While the idea of mixing math and music is not new, the scope and technology of this project is. Tillman plans to use music as a nonthreatening introduction to math concepts that will help students design simple musical instruments on computers. That information will be fed into a 3-D printer to create the instruments that they can play during a taped performance in the lab’s music studio.

“It’s a multimedia production that is tied to math the way spelling is tied to literature,” said Tillman, an assistant professor of educational technology. He wants to engage the students on different levels and help them to think in broad terms. “Gaining knowledge and skills, and embracing ideas – this is what a university is about. This is what the 21st century is about.”

Tillman’s teammates are Song An, Ph.D., assistant professor of mathematics education; Larry Lesser, Ph.D., professor of mathematical sciences; and Andrea Shaheen, D.M.A., assistant professor of ethnomusicology. He also has involved two doctoral students and an undergraduate in his research.

Lesser has taught math for 25 years – nine of those at UTEP – and has a history of combining math and music. The professor is recognized for his work in the classroom and as a songwriter, and he is excited about this opportunity.

“I always enjoy those unexpected synergies that happen when different disciplines come together,” he said. “This grant on music, math and technology has the potential to expand frontiers on many levels and lead to much bigger fundable projects.”

As part of the research, the University is collaborating with the Navajo Technical College in Crownpoint, N.M., about 100 miles northeast of Albuquerque. UTEP loaned the college a 3-D printer that it could use in Navajo K-12 schools to build a 3-D movement among underserved, minority populations. If successful, Tillman plans to introduce a similar program across the border in Juárez.

The printers use spools of plastic line similar to the type used in weed trimmers.

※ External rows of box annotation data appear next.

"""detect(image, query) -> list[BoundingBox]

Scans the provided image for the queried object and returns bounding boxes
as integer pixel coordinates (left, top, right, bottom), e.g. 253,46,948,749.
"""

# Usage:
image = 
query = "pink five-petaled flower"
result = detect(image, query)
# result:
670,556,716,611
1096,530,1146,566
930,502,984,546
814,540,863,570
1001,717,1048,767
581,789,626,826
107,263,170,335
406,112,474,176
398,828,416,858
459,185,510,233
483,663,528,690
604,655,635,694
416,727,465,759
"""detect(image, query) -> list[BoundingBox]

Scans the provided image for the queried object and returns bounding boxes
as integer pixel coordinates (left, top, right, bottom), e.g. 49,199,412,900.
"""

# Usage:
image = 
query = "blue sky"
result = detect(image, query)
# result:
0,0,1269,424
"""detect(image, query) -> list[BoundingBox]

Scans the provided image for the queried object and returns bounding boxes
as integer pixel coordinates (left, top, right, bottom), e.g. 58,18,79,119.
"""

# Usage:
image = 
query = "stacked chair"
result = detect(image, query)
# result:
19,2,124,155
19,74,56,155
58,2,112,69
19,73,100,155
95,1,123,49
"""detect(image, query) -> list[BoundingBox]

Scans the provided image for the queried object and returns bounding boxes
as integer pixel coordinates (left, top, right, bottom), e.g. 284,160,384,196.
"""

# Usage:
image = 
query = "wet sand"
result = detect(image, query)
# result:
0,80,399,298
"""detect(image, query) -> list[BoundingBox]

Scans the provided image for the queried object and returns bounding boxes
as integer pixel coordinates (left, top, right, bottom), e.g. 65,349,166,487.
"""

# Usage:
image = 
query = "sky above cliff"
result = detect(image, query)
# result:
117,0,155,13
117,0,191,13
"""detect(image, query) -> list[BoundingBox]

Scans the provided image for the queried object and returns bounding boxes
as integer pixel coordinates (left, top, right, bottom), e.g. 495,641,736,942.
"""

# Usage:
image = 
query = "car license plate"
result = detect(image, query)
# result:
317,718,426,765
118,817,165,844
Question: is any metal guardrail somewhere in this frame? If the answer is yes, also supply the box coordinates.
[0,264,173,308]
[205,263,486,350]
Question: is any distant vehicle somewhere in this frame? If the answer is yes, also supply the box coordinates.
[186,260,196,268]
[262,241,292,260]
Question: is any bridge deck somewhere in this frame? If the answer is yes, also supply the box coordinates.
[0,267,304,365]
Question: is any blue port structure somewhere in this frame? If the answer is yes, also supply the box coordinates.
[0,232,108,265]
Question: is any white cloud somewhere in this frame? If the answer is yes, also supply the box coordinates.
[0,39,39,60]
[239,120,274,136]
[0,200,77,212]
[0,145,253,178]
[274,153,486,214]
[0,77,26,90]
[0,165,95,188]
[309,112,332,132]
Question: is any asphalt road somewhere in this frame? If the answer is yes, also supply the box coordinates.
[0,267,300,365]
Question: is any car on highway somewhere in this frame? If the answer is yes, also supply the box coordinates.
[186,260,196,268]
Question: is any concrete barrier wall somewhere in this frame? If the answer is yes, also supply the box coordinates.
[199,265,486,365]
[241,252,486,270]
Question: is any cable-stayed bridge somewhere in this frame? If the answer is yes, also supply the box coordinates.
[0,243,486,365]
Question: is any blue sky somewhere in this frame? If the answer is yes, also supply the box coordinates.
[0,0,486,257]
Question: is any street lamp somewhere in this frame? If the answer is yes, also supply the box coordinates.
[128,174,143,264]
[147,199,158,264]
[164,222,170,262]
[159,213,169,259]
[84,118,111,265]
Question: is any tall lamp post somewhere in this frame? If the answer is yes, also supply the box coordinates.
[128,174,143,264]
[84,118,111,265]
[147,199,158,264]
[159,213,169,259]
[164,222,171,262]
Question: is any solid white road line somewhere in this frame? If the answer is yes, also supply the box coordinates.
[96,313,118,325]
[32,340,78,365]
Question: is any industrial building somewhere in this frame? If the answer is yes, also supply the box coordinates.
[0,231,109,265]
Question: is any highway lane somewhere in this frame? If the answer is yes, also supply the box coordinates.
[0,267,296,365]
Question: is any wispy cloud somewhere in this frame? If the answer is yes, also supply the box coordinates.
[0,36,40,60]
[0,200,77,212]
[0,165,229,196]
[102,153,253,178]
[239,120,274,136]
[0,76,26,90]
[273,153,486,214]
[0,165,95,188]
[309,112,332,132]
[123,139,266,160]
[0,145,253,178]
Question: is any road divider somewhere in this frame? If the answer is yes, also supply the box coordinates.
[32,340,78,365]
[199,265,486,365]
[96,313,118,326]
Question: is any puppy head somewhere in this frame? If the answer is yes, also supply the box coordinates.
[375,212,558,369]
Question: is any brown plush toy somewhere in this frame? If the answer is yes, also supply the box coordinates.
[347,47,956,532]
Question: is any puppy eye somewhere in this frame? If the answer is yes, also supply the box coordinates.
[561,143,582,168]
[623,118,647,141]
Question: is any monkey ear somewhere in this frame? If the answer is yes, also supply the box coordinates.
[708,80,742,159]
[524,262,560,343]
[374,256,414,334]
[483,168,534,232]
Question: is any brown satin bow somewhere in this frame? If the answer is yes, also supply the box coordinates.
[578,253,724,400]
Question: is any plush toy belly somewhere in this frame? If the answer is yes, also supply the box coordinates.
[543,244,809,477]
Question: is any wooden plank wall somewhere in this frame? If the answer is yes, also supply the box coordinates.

The line is fed into a heating unit on the top of the printer that melts the line to form the object that was “copied.” While whistles can be made in less than 20 minutes, flutes take about four hours.

“These machines will revolutionize the 21st century the way the assembly line transformed the 19th century,” Tillman said. “The pendulum will swing from how much an individual can acquire to how much a person can produce.”

He said his research builds on the University’s engineering history and taps into its cutting-edge present, such as the research being done at UTEP’s world-class W.M. Keck Center for 3-D Innovation.

Eric MacDonald, Ph.D., associate professor of electrical and computer engineering and the center’s associate director, said Tillman’s research can capture the imagination of today’s youth and inspire them to become tomorrow’s engineering students.

“I see this as a long-term investment,” said MacDonald, who planned to invite Tillman’s summer cohort to the Keck Center. He called the center the best-equipped additive manufacturing lab in the world. “(Tillman’s) at one end of the pipe and I’m at the other.”

Josefina V. “Josie” Tinajero, Ed.D., dean of The University of Texas at El Paso’s College of Education, is excited about the possible academic impact the team’s research could have on future generations. She said she hoped the program’s scope would eventually include other specialties such as languages and biliteracy.

“We are creating the rich research infrastructure that I always had envisioned at our college,” Tinajero said. “This lab takes our efforts to the next level of sophistication. It’s the most innovative lab in the college due in large part to the expertise of Daniel Tillman.”

The new professor and lab director earned his doctorate in instructional technology from the University of Virginia in 2012. During his doctoral studies, he was a graduate fellow in the Curry School of Education’s Center for Technology and Teacher Education and worked as office manager for the Dynamic Media Research Laboratory. For about eight years prior, he directed and edited documentary films, mostly about aviation.

“This is a very exciting time to be in education,” he said with a grin. “(3-D printing) is going to change society.”